Ever thought about how search engines are able to pull up hundreds of search engine results for a simple query? Or how, if you change just a single aspect of that query in the slightest, you are presented with entirely new results within seconds?
You can thank the spiders for that.
Don’t torch your laptop just yet!
Search engine spiders scan billions of websites page by page in order to gain an understanding of their contents. According to Bots vs. Browsers, a public database of bots/user agents, search engine spiders alone account for 31% of all website traffic. Based on modern search engine algorithms, web pages are then presented in search engine results depending on their relevancy, authority and credibility.
However, sometimes search engine spiders are less helpful than they are designed to be. This is where robots.txt files comes in.

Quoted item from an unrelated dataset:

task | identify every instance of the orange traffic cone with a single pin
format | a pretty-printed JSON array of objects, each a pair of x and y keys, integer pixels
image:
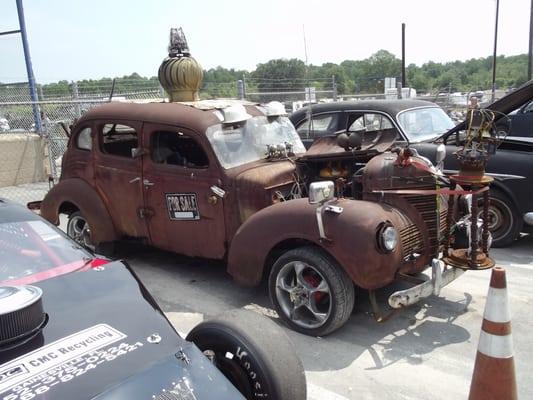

The Robots Exclusion Protocol
In 1994 Martijn Koster proposed the Robots Exclusion Protocol in response to the then increasing issue of robots, commonly referred to now as spiders or crawlers, visiting pages where they were not welcome. It is now a “de facto standard” for webmasters of all different types of websites. The Robots Exclusion Protocol, now referred to as Robot.txt, is an open-source tool used to dictate what spiders can peek at or pull content from, as well as what sections of a site are off limits.
Robots.txt is a set of directives used to prevent search engine crawlers from pulling content from certain pages or files. It is an uncomplicated text file that can be uploaded to any website’s root files via the FTP folder.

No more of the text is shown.